しかし妻は高校時代の友だちと遊びにいくといき、義母は仕事、義父は仕事じゃないけれどもちょっとした仕事がぽろぽろあるとのことで、ひとりでお留守番になった。1年前に親族になったとはいえ、それでもぼくは他人で、なかなか居心地がいいとはいえないけれども、ひとりで過ごせるのはありがたいな、とおもう。

 

シークレット・パーティー

 見ようとおもってなかなか見れずにいたDVD「シークレット・パーティー」をみた。この映画の主演はリチャード・ギアでかっこよかった。ぼくもイケメンになりたいとおもった。コールガールのヴァイオレットとミアの役をしているアデレイド・クレメンスとボヤナ・ノヴァコヴィッチもすごくきれいでかわいかったりした。

 この映画には物語らしい物語はなく、コールガールの運転手をしているかつてとても優秀だった青年ジョンが、ある日ビデオカメラを盗んでから、ひたすらかれと、かれの仕事相手であるコールガールたちの日常を撮り続けるみたいな話で、ほとんどがなんでもない、空白とも呼べるような日々の描出だった。

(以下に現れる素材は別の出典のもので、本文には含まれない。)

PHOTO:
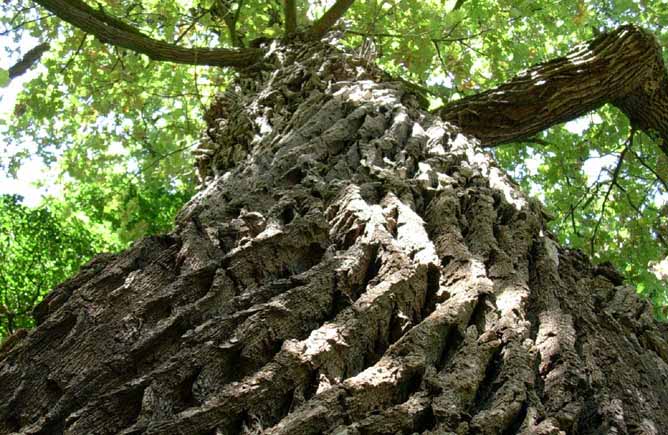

 はじめはヴァイオレットはカメラを向けられることをおもしろがり、ミアは拒絶する。そしてヴァイオレットの説得ののち、カメラの前で幼少期のトラウマと呼べるような出来事をミアは語る。その話にドン引きしたジョンが、

「あれはほんとうの話?」

 とヴァイオレットに聞く。彼女は答える、

「あんた、最低ね」

 

 シークレット・パーティーを見ていておもうのは、この映画には時間はあるけれども、時代がないということだった(後で見直したら、オバマ政権以降だとわかったけれども)。見終わってから、この映画の原題が「Generation Um...」だということを知ったけれども、あえてそこにぼくは触れたくない。この映画を見ていたときのぼくは、登場人物たちが身を置く年代が全然わからなかった。そしてカメラを向けられることに慣れてきたふたりのコールガールたち、そしてジョンがする話はどれも陳腐で、かれら、という特定のだれかじゃなくてもできてしまう会話ばかりだった。それもまた、時代の不在、によりおこったことだとおもったし、むしろ、時代が不在であることによりなされる会話がそれかもしれない。他愛ない飲み会で行われる会話は、いつの時代でもそこまで変わらない気がする。ヴァイオレットはジョンにいう、

「あんた、もっとマシな質問できないの?」

 

 かれらは次第に自由にふるまうようになる。カメラで撮られているときの振る舞いと、カメラのないときの振る舞いに大きな差がなくなる。もちろん、カメラがそこにある、という意識は全員にあるけれども、カメラの存在が異質なものから日常的なものへと認識レベルで変わっている。 ゴダールの「男性・女性」をとてもおもいだした。カメラを向けることによって真実を暴き出す、というようなことはない。真実は、日常のあらゆる場所に偏在していて、そしてその数の多さゆえに特定の真実をぼくらは見つけることができない。カメラを向ける、という行為は、意識的に視線を向ける、という行為のひとつのかたちでしかない。ひとが真実を語らないのは、だいたいの場合、それを問われていないからだ。重要なのは、問う、という行為にあって、カメラを向けることは本質的にその性質を持っている。そして都合よく、そいつを保存してくれる。

 

「たぶん――来るところまで来たんだ。自分自身への失望が両親の失望を大きく上回る。何ていうか――何かを頑張ってたまには胸を張れたとしても、結局それさえ妥協でしかないんだ」

「妥協もいいんじゃないか?」

(中略)

「諦めるな。楽しんだモン勝ちだ。」

「いいね。ポルノサイトの引用か?」

「“答え”は自分で決めるんだ。クソはクソじゃないんだよ。自分がクソだって決めた瞬間に人生はクソになる」

 

29:00~31:00あたりの会話

 

 カメラを持ったりペンを持ったりするひとたちは、問われなくても語りたい、そういう欲求にあるひとたちなのかもしれない。